I recently completed some balance testing for some inner ear issues I was having. I was surprised to find that my somatic balance (ability to balance through feet/legs) was quite poor. Those testing me were also surprised as athletes typically test quite high in this area.
I questioned whether I possessed the athletic potential that I believed I had. After I got over the initial shock of my results, I realized that my emotions towards the results were very similar to what I receive from athletes often as it relates to VO2 Max testing. We often counsel athletes through the same questions. Some athletes test quite high but have mediocre athletic results. Other high performing athletes test lower than expected. In the end, there is more to your athletic potential than a number.

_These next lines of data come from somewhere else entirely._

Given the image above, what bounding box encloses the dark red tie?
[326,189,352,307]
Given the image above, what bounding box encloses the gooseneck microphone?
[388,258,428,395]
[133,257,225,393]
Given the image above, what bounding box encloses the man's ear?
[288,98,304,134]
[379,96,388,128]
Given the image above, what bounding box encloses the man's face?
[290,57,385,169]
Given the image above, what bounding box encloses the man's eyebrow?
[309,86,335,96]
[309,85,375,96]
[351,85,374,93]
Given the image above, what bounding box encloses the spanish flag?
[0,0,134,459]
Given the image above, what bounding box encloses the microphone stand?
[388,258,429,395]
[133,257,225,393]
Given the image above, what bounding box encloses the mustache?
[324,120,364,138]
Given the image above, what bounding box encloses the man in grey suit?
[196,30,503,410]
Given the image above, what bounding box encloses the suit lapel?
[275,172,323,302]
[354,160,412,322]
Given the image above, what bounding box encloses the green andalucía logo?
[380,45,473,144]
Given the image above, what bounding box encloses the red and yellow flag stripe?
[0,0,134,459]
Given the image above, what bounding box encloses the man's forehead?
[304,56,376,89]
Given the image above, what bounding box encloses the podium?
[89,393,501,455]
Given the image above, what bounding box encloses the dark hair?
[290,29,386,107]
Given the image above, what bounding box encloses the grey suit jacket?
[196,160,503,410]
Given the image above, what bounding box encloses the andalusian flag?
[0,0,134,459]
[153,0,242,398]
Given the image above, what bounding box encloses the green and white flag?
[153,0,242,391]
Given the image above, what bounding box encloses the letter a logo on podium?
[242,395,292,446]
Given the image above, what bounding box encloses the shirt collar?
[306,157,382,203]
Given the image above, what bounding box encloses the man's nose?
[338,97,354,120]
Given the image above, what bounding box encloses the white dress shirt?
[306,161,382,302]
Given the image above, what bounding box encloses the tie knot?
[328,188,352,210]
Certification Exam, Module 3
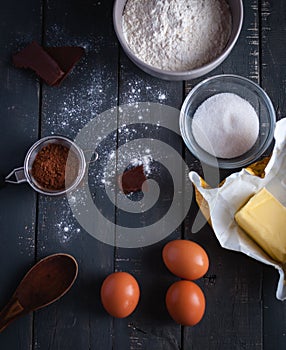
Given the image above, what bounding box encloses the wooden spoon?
[0,254,78,332]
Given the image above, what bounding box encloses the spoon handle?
[0,297,25,333]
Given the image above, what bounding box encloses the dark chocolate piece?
[13,41,65,85]
[120,165,147,194]
[45,46,84,85]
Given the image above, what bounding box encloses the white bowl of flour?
[113,0,243,80]
[180,74,276,169]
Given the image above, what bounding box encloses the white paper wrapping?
[189,118,286,300]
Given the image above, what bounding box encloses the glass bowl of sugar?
[180,74,276,169]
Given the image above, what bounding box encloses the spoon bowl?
[0,253,78,332]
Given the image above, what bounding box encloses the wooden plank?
[0,0,41,350]
[260,1,286,349]
[114,51,183,350]
[34,0,118,349]
[183,0,263,349]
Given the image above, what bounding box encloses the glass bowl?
[180,74,276,169]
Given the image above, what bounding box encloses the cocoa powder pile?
[32,143,79,191]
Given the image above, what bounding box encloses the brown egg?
[100,272,140,318]
[162,239,209,280]
[166,281,206,326]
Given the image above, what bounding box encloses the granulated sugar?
[122,0,232,71]
[192,93,259,158]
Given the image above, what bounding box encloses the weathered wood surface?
[0,0,286,350]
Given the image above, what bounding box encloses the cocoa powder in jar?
[32,143,79,191]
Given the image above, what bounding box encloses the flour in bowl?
[122,0,232,71]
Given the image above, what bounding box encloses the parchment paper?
[189,118,286,300]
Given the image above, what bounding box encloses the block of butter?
[235,188,286,263]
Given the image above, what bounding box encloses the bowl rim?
[113,0,244,80]
[179,74,276,169]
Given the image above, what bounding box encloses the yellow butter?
[235,188,286,263]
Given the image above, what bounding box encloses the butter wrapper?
[189,118,286,300]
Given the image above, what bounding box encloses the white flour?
[122,0,232,71]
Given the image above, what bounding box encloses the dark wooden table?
[0,0,286,350]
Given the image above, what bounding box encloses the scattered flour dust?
[122,0,232,71]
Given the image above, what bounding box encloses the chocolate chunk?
[13,41,65,85]
[120,165,147,194]
[45,46,84,85]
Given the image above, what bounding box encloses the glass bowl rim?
[179,74,276,169]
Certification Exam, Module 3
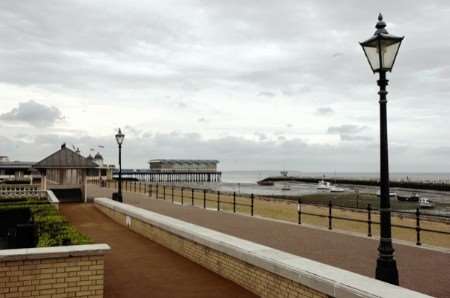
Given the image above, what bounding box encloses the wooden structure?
[113,159,222,183]
[113,169,222,183]
[33,144,98,202]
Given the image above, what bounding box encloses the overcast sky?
[0,0,450,172]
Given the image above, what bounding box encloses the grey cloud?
[255,131,267,141]
[316,107,334,116]
[0,100,64,127]
[327,124,371,141]
[258,91,275,97]
[327,124,364,134]
[0,132,440,172]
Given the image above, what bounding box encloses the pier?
[113,169,222,183]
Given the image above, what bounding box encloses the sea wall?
[95,198,428,298]
[0,244,110,298]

Frank Shorter proved this many years ago. As one of the greatest elite marathoners of all time, Frank Shorter had an average VO2 Max. Compared to his greatest rival, Bill Rodgers, Shorter’s Vo2 Max was 8% lower. Despite this, Shorter reached the finish line first in most races they contested. You see, Shorter was more efficient and utilized less VO2 per stride. He simply was able to do more with the genes he was given.

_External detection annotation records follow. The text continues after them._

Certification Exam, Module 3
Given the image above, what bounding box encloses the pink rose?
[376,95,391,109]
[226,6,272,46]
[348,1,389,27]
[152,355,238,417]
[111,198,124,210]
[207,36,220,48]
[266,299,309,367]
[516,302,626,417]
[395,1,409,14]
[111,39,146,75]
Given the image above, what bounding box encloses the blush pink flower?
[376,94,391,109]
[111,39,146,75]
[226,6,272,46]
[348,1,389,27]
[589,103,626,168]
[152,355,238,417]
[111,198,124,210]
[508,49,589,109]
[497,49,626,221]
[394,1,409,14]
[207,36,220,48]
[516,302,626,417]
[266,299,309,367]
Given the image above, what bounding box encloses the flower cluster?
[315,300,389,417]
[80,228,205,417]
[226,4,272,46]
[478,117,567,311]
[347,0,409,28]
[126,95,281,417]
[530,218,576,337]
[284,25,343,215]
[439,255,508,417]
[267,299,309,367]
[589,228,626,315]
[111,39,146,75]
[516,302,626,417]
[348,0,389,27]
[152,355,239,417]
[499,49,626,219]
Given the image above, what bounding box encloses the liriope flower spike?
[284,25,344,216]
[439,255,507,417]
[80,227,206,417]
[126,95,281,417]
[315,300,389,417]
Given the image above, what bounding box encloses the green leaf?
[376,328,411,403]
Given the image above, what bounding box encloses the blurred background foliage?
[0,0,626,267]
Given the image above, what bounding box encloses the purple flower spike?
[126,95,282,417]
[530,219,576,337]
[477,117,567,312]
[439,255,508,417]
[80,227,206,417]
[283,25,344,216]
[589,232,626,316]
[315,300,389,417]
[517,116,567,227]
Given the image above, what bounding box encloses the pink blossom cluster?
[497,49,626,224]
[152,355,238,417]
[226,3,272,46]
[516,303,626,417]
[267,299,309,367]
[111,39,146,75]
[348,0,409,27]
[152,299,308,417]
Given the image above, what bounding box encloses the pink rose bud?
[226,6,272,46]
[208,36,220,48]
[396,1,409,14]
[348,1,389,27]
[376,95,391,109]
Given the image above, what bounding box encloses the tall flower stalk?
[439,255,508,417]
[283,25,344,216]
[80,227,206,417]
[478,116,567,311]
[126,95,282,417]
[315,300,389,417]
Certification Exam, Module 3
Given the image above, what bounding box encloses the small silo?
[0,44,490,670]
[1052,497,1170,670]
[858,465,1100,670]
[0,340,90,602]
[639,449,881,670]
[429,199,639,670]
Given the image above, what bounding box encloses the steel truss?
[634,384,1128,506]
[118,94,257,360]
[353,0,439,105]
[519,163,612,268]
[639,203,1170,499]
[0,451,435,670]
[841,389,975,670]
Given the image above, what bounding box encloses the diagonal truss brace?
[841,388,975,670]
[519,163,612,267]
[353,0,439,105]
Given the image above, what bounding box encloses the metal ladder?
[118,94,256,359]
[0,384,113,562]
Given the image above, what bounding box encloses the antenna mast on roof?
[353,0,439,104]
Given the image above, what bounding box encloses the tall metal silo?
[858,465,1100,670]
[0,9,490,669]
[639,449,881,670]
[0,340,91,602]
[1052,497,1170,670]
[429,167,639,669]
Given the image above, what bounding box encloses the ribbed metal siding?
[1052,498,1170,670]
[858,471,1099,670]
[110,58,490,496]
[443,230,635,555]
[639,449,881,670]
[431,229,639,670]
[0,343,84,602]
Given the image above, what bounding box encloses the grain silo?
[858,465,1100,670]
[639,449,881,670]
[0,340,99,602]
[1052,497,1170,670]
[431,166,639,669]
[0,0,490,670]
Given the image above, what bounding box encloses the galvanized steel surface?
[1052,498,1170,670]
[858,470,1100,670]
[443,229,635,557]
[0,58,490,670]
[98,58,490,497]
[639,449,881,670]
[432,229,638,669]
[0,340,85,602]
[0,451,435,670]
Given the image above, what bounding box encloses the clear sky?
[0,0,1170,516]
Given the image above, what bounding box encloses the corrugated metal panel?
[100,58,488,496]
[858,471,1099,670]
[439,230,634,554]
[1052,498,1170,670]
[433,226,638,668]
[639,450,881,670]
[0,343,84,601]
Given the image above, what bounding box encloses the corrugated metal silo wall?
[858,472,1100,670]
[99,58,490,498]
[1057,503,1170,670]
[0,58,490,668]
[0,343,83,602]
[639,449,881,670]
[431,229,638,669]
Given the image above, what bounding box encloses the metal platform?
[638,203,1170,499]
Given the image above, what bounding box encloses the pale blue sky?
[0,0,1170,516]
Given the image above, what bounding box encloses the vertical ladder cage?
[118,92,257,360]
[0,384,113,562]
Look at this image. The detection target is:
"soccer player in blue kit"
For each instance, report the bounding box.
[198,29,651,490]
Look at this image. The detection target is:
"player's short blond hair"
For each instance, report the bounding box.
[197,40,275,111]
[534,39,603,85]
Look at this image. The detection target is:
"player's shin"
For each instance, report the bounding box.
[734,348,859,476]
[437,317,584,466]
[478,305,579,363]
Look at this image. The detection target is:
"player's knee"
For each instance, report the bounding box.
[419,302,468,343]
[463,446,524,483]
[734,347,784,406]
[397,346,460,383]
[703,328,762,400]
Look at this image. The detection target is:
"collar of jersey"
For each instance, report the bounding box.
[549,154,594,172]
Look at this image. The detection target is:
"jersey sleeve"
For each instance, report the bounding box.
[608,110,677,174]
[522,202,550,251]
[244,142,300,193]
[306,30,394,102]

There is another element to this as well: work ethic. Few of us ever perform at full capacity due to time spent in training, ability to push ourselves, and mental roadblocks. Therefore, one athlete might be performing at 90% of their relatively low VO2 Max whereas another is performing at 75% of their relatively high VO2 Max. Depending on the specific numbers, the lower VO2 Max athlete might very well win purely from work ethic (and I would coach that athlete over the other any day).
There is tons of value in VO2 Testing. We can track improvement in VO2 Peak as we approach Max, determine specific heart rate zones, and determine exactly what workouts you need to identify your biggest weaknesses. All of these things are way more important than the actual number in determining your ultimate success.